We were unable to identify a statistical mediator of the relationship between anxiety and punishment learning, even though theta power was significantly related to both. Although the statistical test of mediation was in line with this hypothesis, it was nonsignificant. Two other outcomes offer some qualifications of the interpretation of these findings. First, the loss learning rate was not related to anxiety. This may be a reflection of the simple model used here: the aim of the model was to better inform the EEG signals and not to provide multiple tests of optimal fitting parameters. Second, while FRN–PE coupling correlated with the overall NoGo–Go bias, it was more strongly related to worse Go learning. This is surprising, but it may simply reflect a loss of specificity in the combination of symptomatology, EEG activity, PE, and two measures of behavioral performance. The coupling between tf-ROIs and PE was also tested;¹ findings were similar to but weaker than FRN–PE coupling reported following Figure 3. These limitations may be addressed with more specific assessments of the dimensional nature of anxiety.

Source estimation is a strategically useful process for inferring the nature of EEG signals; however, findings should always be interpreted with caution. It is possible that more specific ventral frontal areas are particularly implicated in this depression-related alteration, such as hypoactive subgenual or perigenual cortex, both of which have been implicated in depression (Davidson, Pizzagalli, Nitschke, & Putnam, 2002; Mayberg, 2007).

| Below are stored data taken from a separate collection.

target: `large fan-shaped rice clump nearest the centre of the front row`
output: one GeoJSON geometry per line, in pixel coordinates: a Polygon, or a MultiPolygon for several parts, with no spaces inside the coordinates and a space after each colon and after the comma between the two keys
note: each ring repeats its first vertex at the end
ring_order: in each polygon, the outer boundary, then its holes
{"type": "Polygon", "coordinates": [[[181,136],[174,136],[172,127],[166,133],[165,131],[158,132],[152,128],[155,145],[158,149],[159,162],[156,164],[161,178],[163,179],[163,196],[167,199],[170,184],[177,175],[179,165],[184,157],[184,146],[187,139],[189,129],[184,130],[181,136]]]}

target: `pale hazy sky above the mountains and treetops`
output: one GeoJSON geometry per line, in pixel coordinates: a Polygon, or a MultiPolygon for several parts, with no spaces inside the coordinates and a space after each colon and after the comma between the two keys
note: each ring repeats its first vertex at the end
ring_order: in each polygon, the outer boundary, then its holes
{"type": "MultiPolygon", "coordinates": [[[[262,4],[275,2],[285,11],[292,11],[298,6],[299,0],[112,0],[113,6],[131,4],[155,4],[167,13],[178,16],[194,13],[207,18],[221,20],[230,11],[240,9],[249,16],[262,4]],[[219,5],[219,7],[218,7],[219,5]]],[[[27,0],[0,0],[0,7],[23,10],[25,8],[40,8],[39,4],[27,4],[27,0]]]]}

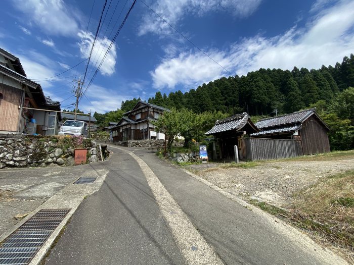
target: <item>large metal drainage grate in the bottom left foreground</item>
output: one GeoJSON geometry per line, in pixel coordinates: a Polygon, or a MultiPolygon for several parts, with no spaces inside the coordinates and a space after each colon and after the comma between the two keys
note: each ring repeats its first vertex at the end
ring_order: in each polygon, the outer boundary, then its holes
{"type": "Polygon", "coordinates": [[[42,209],[0,246],[0,265],[28,264],[70,209],[42,209]]]}

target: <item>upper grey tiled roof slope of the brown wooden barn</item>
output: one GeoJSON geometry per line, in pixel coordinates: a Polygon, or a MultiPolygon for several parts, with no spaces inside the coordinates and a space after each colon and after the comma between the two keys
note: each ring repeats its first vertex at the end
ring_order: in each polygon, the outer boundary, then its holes
{"type": "Polygon", "coordinates": [[[255,124],[255,126],[257,126],[258,129],[264,129],[264,128],[287,125],[292,123],[299,123],[299,122],[302,123],[304,120],[306,120],[309,116],[311,116],[314,113],[315,113],[315,109],[303,110],[291,114],[260,120],[255,124]]]}

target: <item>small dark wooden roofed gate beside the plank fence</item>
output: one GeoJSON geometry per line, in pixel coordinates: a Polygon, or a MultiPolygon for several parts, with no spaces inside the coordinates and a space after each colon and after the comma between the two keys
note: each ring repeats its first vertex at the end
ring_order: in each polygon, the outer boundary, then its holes
{"type": "Polygon", "coordinates": [[[248,114],[244,112],[216,121],[214,127],[205,135],[213,135],[216,139],[213,145],[214,160],[235,160],[235,145],[237,145],[239,157],[242,159],[242,135],[256,132],[259,130],[252,123],[248,114]]]}

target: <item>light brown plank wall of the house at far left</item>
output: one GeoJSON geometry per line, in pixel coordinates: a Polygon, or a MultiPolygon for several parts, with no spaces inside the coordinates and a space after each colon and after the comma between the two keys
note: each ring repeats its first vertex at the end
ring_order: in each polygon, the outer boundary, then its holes
{"type": "Polygon", "coordinates": [[[5,84],[0,84],[0,131],[17,132],[23,91],[5,84]]]}

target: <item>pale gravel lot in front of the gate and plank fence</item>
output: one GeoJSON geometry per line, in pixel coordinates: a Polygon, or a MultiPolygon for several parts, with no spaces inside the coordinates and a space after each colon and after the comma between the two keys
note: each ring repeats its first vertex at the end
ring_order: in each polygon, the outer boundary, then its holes
{"type": "Polygon", "coordinates": [[[354,158],[263,162],[251,168],[223,168],[223,164],[210,163],[187,169],[242,199],[257,199],[286,208],[294,192],[325,176],[353,170],[354,158]]]}

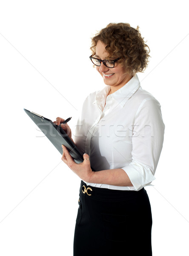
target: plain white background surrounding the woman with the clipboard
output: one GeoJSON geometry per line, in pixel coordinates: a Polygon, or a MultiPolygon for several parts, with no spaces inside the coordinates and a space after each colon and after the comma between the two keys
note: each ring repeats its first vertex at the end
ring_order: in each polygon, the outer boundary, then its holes
{"type": "Polygon", "coordinates": [[[104,86],[89,47],[110,22],[140,26],[152,58],[138,76],[166,125],[155,186],[146,188],[153,256],[189,255],[187,17],[184,0],[0,1],[1,256],[73,254],[80,178],[23,108],[72,116],[74,129],[83,99],[104,86]]]}

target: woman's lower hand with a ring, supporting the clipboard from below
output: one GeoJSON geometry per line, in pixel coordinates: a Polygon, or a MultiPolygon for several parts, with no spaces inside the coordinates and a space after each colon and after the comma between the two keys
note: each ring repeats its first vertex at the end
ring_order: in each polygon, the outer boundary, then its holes
{"type": "Polygon", "coordinates": [[[63,154],[62,154],[62,160],[64,163],[67,164],[67,166],[75,173],[77,176],[80,177],[80,179],[90,182],[90,179],[93,175],[93,171],[91,169],[91,164],[89,160],[88,154],[83,154],[83,163],[75,163],[72,156],[69,154],[69,151],[67,148],[62,145],[63,148],[63,154]]]}

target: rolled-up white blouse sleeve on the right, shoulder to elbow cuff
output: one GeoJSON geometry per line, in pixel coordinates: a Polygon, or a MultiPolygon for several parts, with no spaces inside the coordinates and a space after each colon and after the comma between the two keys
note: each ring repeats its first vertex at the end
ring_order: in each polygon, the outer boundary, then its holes
{"type": "Polygon", "coordinates": [[[143,100],[132,126],[132,162],[121,169],[138,191],[155,180],[165,129],[159,102],[152,98],[143,100]]]}

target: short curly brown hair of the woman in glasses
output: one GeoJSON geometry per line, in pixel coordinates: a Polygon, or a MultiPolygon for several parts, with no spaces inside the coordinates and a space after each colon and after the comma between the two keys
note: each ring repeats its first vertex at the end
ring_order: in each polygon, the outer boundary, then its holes
{"type": "Polygon", "coordinates": [[[143,39],[139,26],[134,29],[129,23],[109,23],[92,38],[90,49],[94,56],[100,40],[106,45],[109,53],[107,58],[120,58],[119,63],[134,76],[137,72],[143,72],[149,63],[150,49],[143,39]]]}

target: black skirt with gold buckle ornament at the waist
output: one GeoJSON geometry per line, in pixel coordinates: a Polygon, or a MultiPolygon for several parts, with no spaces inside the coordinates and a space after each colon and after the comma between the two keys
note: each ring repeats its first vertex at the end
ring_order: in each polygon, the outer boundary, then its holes
{"type": "Polygon", "coordinates": [[[74,256],[152,256],[152,213],[144,188],[102,189],[81,181],[78,203],[74,256]]]}

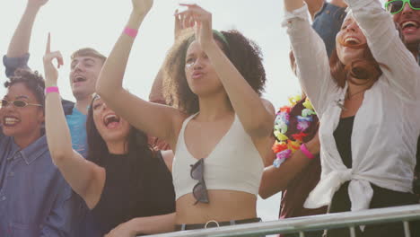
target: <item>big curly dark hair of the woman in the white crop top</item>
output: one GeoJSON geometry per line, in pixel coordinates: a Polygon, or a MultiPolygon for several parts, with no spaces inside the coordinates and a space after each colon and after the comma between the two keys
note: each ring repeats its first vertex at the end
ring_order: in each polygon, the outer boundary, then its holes
{"type": "MultiPolygon", "coordinates": [[[[223,53],[229,58],[249,85],[258,95],[264,91],[266,71],[262,64],[262,52],[258,45],[245,38],[239,31],[222,31],[225,40],[218,32],[214,40],[222,46],[223,53]]],[[[193,31],[184,31],[170,49],[163,66],[163,96],[167,104],[187,114],[199,110],[198,96],[188,86],[185,75],[185,60],[189,45],[195,40],[193,31]]]]}

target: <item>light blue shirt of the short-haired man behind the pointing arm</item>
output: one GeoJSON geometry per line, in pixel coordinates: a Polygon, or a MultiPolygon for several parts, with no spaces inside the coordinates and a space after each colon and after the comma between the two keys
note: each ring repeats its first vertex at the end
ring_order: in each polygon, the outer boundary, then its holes
{"type": "Polygon", "coordinates": [[[68,128],[72,136],[72,145],[74,151],[82,154],[84,158],[87,157],[87,136],[86,136],[86,118],[81,111],[73,107],[71,114],[66,115],[68,128]]]}

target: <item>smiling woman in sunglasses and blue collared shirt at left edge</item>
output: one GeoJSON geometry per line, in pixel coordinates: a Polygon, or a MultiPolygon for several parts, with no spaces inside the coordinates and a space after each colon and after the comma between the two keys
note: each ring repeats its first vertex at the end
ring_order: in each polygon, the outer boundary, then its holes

However, the prediction error–specific contrasts used here are ideal for source estimation contrasts, as they reflect pure insertion of a parametric difference (Friston et al., 1996). Better estimation procedures using individual MRIs will boost the spatial specificity of these signals; yet, for a large-amplitude, low-frequency signal like the Rew-P, it is likely that the spatial generators are widely distributed.

Conclusion

An emerging consensus suggests that biomarkers will be more efficacious at diagnosis and disease classification than an expanded phenotypic characterization (Diaz-Arrastia, Agostini, Madden, & Van Ness, 2009; Gould & Gottesman, 2006; Robbins, Gillan, Smith, de Wit, & Ersche, 2012). EEG is uniquely sensitive to canonical neural operations that underlie emergent psychological constructs (Cavanagh & Castellanos, 2016; Fries, 2009; Siegel, Donner, & Engel, 2012), making it well suited for discovery of aberrant neural mechanisms that underlie complicated disease states (Insel et al., 2010; Montague, Dolan, Friston, & Dayan, 2012). In this report, we provide the first evidence that mood and anxiety dimensions are associated with unique aspects of EEG responses to reward and punishment. This finding compels further research into the domain-specific neural systems underlying dimensional aspects of psychiatric disease (Cuthbert & Insel, 2013).